Querida Guitarra
sexta-feira, abril 30, 2004
  Trovador Errante
Atravesso actualmente uma fase de criação que me atrevo a classificar como "rica". Esta riqueza advém sobretudo dos pequenos grãos de sabedoria que humildemente fui reunindo no meu armazém dos conhecimentos - falo na perspectiva do criador, que o sou.

São alguns anos de estradas, aplausos e feedbacks nocivos ao aparelho auditivo. Os maços e maços de tabaco - que, depois de vazios e perfilados indianamente, perfariam uma carreira de mais de 370 metros de comprimento (se não contar com os maços de Marlboro 100's, que medem mais dois centímetros, aproximadamente) - revelam-se, com o passar dos anos, verdadeiros fardos de fumo e cinzas condensadas que me prejudicam a cadência respiratória e a capacidade de me auto-insuflar. A terra batida que eu já palmilhei, as tábuas de palco que eu já pisei...

Um artista - mesmo um artista como eu - tem momentos de lucidez. É então que decide fazer uma pausa, repensar as rotações a seleccionar no gira-discos da vida e concluir qualquer coisa. Eu concluí que a calma me faz falta. Pousarei os pés nesta terra quente e buscarei, atento mas em descanso, a minha própria iluminação. Acredito que a essência que me moveu durante a adolescência perturbada e rápida se mantém intacta. O que mudou foi a ânsia com que cuido dela: serenei. Doravante, tentarei saborear os dias como se cada um deles fosse uma travessa de caracóis, inofensiva e saborosa, numa esplanada de um litoral solarengo e manso.
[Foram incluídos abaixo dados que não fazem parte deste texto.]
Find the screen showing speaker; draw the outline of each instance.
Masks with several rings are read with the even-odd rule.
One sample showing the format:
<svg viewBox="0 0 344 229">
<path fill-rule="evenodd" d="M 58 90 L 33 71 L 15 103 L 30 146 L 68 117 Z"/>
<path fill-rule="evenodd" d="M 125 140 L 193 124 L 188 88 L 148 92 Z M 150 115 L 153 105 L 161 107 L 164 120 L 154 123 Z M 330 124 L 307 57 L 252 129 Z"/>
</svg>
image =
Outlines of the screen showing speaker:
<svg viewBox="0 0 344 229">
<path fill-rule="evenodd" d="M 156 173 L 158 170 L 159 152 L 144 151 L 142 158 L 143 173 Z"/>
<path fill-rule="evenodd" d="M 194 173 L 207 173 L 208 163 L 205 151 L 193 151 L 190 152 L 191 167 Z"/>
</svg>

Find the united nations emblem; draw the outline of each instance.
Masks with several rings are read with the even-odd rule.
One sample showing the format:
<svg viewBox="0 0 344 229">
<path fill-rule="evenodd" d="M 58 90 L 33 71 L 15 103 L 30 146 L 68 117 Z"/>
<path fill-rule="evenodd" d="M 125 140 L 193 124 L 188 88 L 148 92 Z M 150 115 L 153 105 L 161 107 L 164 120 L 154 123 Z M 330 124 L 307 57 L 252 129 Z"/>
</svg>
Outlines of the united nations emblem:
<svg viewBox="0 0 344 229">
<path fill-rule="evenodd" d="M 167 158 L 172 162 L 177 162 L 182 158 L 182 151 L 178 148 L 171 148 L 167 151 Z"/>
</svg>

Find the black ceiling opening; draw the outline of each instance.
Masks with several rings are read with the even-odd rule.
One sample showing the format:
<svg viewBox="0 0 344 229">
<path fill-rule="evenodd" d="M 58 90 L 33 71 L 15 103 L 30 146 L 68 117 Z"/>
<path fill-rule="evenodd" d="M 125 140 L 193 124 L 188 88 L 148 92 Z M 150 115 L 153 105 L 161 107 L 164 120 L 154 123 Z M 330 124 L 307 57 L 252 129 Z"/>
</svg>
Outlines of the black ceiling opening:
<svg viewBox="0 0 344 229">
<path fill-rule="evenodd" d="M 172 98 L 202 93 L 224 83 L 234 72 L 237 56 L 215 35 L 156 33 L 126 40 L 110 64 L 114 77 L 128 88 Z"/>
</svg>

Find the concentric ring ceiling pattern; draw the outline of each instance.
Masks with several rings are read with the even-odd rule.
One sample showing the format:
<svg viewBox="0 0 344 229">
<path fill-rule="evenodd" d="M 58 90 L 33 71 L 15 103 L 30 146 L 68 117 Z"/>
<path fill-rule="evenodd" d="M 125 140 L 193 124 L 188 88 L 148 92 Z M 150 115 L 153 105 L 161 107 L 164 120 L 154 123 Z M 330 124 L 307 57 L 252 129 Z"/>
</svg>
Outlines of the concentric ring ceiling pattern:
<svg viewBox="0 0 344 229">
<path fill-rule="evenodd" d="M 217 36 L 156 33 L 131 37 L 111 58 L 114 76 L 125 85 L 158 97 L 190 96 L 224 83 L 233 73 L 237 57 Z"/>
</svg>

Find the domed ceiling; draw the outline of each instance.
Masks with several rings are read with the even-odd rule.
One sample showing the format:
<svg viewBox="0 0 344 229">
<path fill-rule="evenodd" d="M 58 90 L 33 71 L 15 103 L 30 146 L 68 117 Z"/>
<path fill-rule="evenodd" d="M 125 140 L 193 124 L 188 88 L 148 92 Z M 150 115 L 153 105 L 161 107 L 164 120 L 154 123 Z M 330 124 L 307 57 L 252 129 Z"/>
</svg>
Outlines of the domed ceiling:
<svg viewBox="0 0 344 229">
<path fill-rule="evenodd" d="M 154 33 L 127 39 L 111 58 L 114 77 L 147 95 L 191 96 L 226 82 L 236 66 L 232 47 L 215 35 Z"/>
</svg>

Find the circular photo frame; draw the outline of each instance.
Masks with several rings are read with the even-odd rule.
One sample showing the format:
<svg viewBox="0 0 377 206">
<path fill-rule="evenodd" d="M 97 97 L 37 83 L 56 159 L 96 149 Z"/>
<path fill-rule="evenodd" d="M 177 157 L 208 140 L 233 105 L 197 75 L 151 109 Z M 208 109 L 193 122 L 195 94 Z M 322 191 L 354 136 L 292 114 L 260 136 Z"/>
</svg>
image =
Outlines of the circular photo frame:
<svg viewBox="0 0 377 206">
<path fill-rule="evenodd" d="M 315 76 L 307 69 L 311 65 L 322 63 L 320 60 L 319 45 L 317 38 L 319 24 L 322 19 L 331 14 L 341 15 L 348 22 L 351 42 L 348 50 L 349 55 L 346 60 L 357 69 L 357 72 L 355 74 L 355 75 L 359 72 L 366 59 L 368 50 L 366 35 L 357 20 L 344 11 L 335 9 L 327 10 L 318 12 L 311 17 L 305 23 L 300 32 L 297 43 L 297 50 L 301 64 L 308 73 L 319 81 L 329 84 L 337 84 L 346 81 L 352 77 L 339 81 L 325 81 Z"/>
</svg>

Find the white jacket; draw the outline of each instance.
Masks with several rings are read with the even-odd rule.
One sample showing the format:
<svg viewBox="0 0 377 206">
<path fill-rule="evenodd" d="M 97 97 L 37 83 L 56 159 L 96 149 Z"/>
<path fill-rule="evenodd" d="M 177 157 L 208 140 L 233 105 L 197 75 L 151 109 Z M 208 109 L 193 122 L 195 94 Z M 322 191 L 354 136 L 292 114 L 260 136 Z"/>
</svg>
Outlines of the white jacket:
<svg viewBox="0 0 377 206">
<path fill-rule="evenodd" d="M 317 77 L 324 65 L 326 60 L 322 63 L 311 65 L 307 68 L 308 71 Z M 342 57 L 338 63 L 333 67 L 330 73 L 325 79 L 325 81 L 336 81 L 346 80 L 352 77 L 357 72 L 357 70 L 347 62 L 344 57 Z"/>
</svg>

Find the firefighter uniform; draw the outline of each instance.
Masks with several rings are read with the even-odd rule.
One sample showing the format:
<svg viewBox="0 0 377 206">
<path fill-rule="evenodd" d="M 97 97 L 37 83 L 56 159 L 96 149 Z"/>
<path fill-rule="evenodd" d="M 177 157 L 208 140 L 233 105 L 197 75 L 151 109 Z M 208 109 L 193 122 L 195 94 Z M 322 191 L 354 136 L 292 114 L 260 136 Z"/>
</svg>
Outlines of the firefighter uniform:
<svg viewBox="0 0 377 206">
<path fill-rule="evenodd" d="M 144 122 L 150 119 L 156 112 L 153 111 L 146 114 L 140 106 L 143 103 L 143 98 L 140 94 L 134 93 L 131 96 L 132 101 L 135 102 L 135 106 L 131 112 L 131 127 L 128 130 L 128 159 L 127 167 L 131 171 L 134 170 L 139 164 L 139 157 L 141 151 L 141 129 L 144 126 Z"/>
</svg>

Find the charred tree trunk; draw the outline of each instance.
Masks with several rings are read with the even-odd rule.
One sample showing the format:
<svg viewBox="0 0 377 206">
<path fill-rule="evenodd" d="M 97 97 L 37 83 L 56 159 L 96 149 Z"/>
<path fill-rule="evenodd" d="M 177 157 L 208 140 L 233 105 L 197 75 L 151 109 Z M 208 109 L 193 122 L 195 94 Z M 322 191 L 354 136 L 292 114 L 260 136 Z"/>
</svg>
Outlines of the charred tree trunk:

O primeiro passo está dado: a guitarra está ensacada. Para já, dedicar-me-ei ao violão. A primeira composição acústica já está pronta e a letra reza em português. É um pouco autobiográfica, mas vale a pena. Chama-se "Trovador Errante". Não divulgarei o formato nem os acordes, uma vez que se trata de um inédito ainda por registar na SPA.

"Trovador Errante (Guitarrista)

Decadente e solitário
há quem me chame o mais errante trovador
escrevo a sós este diário
dedilhando a serpentina do amor
sem coragem nem destino
vou voando na vertigem do lugar
de um eterno feminino
doloroso que eu insisto em adorar
nas partidas que eu chorei
nunca foi vontade minha não voltar
e as musas que eu amei
esculpiram no meu corpo o seu cantar

(refrão)

hoje é dia de voltar p'ra casa
hoje é o dia do regresso aqui
hoje é dia de voltar p'ra casa
desde sempre
este é o dia em que eu vivi

comi pó com o coração
nos caminhos que iam dar a toda a parte
quis a purificação
desdenhei a glória efémera da arte
conheci gente maior
de entre a gente que povoa toda a Terra
fiz bandeira do amor
nas trincheiras em que a vida soa a guerra
nas manhãs em que acordei
solitário enfrentei em dó menor
solidões que eu dedilhei
sendo sempre o mais errante trovador

(refrão)

hoje é dia de voltar p'ra casa
hoje é o dia do regresso aqui
hoje é dia de voltar p'ra casa
desde sempre
este é o dia em que eu vivi"

Escusar-me-ei a interpretar esta letra, pois não subestimo as minhas duas leitoras.
Só espero que esta composição não esteja condenada à gaveta perpétua. Espero um dia ter o prazer e a honra de a interpretar frente a uma plateia repleta, comovida em silêncio.